A 2012 Fisker Karma ~ $100,000 
More Good Stuff On the Way
That long lasting era of ~20 MPG blah is slowly drawing to a close as more technology makes its way into vehicles. Even vehicles without hybrid technology are becoming more fuel efficient. Direct Inject, Turbo-Charging/Intercooling/Displacement Reduction, 6-7-8-9spd transmissions, continuously variable transmissions, improved tire chemistry, better aerodynamics, integrated alternator/ starter, laser ignition/ homogeneous charge compression: there is a lot of technology being developed to improve the performance, fuel economy and emissions profile of future gas and diesel vehicles. These improved engines and vehicle designs will also make vehicle with hybrid technology perform better as well.
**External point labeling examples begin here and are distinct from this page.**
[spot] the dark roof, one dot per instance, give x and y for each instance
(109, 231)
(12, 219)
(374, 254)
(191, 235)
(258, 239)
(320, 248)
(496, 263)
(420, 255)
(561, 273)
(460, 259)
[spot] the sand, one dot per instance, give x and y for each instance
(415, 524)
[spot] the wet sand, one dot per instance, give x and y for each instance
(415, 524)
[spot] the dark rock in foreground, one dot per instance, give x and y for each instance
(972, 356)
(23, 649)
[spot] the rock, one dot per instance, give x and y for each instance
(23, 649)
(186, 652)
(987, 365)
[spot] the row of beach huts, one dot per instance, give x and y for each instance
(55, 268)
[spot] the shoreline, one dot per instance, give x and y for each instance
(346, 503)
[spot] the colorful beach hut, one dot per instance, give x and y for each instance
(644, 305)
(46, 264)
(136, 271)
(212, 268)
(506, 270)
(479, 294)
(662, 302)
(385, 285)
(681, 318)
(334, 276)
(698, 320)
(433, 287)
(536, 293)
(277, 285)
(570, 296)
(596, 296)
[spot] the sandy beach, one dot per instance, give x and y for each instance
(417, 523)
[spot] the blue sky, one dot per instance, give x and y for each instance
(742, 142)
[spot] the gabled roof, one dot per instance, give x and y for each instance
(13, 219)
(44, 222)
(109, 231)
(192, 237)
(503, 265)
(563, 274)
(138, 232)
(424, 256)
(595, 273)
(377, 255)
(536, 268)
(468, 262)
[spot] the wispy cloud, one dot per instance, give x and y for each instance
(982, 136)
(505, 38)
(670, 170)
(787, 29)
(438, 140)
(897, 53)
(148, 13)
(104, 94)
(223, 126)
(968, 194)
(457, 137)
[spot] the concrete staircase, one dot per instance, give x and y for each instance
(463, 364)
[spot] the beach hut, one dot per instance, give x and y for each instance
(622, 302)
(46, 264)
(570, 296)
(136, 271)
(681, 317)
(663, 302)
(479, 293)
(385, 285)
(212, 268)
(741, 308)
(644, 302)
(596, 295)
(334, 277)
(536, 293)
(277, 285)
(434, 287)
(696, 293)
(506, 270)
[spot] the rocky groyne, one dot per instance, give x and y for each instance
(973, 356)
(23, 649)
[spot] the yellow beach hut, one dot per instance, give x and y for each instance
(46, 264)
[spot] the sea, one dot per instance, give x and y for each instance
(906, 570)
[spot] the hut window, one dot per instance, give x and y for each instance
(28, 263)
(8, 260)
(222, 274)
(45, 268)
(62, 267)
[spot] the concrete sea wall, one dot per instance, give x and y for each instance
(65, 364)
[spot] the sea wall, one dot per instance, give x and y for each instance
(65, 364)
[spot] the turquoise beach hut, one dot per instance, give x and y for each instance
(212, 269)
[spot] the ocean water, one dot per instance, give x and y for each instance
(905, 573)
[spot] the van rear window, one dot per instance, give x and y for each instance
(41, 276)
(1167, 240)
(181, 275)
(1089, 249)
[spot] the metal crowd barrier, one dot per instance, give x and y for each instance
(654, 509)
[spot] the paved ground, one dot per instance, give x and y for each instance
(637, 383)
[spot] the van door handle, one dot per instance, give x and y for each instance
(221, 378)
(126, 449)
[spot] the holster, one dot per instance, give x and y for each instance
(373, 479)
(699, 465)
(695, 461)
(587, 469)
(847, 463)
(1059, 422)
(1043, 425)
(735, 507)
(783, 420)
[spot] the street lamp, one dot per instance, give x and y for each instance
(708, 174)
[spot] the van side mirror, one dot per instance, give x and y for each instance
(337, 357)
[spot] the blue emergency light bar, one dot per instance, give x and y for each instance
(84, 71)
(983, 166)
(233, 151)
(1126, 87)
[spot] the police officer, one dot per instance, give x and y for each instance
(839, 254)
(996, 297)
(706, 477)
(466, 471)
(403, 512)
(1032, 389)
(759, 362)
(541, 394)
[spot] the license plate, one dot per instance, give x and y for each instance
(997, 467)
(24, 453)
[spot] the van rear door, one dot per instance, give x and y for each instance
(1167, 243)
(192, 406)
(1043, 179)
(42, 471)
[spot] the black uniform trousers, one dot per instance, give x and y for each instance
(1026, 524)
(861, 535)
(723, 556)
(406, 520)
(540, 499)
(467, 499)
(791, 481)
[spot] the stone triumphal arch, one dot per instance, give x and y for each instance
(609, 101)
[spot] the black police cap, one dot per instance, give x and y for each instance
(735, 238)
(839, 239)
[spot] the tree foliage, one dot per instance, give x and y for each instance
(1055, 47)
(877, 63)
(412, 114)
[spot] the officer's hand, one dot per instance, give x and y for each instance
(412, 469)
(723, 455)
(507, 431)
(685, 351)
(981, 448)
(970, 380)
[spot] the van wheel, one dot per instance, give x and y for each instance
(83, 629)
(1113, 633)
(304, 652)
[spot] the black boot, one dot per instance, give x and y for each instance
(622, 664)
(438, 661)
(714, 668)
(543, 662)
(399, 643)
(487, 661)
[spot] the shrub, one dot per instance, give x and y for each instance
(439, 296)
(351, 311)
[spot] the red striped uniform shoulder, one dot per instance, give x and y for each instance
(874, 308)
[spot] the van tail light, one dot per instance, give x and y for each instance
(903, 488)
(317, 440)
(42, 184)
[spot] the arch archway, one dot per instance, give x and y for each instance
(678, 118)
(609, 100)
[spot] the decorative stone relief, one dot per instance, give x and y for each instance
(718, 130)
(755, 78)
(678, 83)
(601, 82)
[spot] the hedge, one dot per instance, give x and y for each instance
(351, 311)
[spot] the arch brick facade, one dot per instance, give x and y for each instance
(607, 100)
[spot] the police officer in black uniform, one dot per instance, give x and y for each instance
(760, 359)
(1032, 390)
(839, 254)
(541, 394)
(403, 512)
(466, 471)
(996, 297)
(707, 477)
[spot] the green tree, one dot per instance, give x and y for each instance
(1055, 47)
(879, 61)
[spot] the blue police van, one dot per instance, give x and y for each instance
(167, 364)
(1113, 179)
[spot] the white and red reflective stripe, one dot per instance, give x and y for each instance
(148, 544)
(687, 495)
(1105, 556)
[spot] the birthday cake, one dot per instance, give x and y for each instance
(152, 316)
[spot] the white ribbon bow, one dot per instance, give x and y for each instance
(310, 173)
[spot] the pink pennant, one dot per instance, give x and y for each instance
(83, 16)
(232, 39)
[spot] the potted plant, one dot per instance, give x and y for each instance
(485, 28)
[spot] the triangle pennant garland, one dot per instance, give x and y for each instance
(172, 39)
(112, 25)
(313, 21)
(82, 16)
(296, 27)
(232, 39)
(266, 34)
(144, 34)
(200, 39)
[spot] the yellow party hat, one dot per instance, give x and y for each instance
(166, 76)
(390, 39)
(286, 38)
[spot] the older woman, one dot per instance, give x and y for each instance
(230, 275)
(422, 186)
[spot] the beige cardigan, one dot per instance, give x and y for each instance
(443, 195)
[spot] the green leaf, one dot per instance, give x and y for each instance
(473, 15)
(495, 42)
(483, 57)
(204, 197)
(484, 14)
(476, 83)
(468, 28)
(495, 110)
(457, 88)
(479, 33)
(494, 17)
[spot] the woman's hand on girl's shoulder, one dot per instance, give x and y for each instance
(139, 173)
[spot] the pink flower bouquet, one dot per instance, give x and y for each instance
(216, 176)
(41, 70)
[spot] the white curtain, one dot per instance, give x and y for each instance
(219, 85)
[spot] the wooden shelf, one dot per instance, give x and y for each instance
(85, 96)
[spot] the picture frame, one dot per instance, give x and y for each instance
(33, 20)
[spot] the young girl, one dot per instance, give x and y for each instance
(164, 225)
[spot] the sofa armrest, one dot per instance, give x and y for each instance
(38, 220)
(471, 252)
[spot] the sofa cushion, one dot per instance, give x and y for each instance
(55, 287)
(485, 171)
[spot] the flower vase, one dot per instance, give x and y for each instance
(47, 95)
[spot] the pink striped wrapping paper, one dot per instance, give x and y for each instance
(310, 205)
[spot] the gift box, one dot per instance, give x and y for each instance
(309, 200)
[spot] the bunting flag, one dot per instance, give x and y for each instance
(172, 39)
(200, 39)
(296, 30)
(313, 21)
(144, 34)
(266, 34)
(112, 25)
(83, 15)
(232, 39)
Innovations have this way of overlapping that inspires and improves not one but many aspects of a sector in which the innovation is made. Many times innovations made in one sector (aerospace) bleed over and trickle down into other sectors (consumer electronics, vehicles). Despite the global economic slowdown a lot of interesting things are on their way into the free markets, where competition drives innovation forward! 


  1. Consumers in the 19-to-31-year-old age range – also known as Generation Y – favor hybrid-electric vehicles over gas-powered cars and many are willing to pay an extra $3,000 for 10 more miles per gallon of fuel economy.

    Almost 59 percent of Generation Y consumers chose hybrids as their vehicle powertrain of choice, compared to 37 percent for gasoline and just two percent for battery-electric vehicles, Deloitte said, citing a Fall 2011 survey of more 1,500 Americans and 550 people overseas. About half of those polled said they'd pay $300 per every mile per gallon of fuel-economy improvement. Deloitte estimates that the average hybrid costs about $350 per additional mile per gallon of fuel economy compared to a similar gas-powered vehicle.

    "Gen Y is familiar and comfortable with hybrid technology, but not so much with battery-only technology," said Craig Giffi, vice chairman and automotive practice leader at Deloitte LLP, in a statement.

    The survey spells good news for automaker's who've invested in hybrid technology, as Generation Y totals about 80 million people in America and will account for 40 percent of the vehicles sold in the U.S. during the next decade. Hybrids account for about 2.5 percent of new vehicles sold in the U.S. today, though that number may rise this year, as 2011 sales of the Toyota Prius and some of Honda's hybrid models were hampered by supply issues stemming from the earthquake and tsunami that struck Japan last March.
    News Source: Deloitte LLP

    1. The advantage of the hybrids are clear. Long term fuel cost savings that pay for the hybrid premium within the first 100K miles and dramatically cleaner tail pipe emissions that result in less avoidable smog driven sickness and suffering. hybrid vehicles

  2. Global hybrid and plug-in truck sales will almost double this year as more companies and public entities turn to advanced powertrains to cut fuel costs, green-technology research firm Pike Research said.

    In 2012, hybrid and electric-drive truck sales around the world will reach about 19,000 vehicles and will increase by more than 45 percent for each of the next five years until it hits more than 100,000 vehicles by the end of 2017, Pike Research said.

    The increase reflects a combination of a broader range of electric-drive models for utility vehicles and a rebound in the retail industry, which will free up cash for companies to pay more for alt-fuel vehicles, according to Pike Research senior analyst Dave Hurst. Industry analysts have predicted rapid growth for electric-drive trucks because of the potentially substantial fuel-cost savings relative to conventional diesel trucks, which usually get well below 10 miles per gallon.

    AT&T, Coca-Cola, FedEx and UPS are among companies that in recent years have stepped up efforts to buy hybrid or plug-in trucks in order to cut both fuel use and greenhouse-gas emissions from their fleets.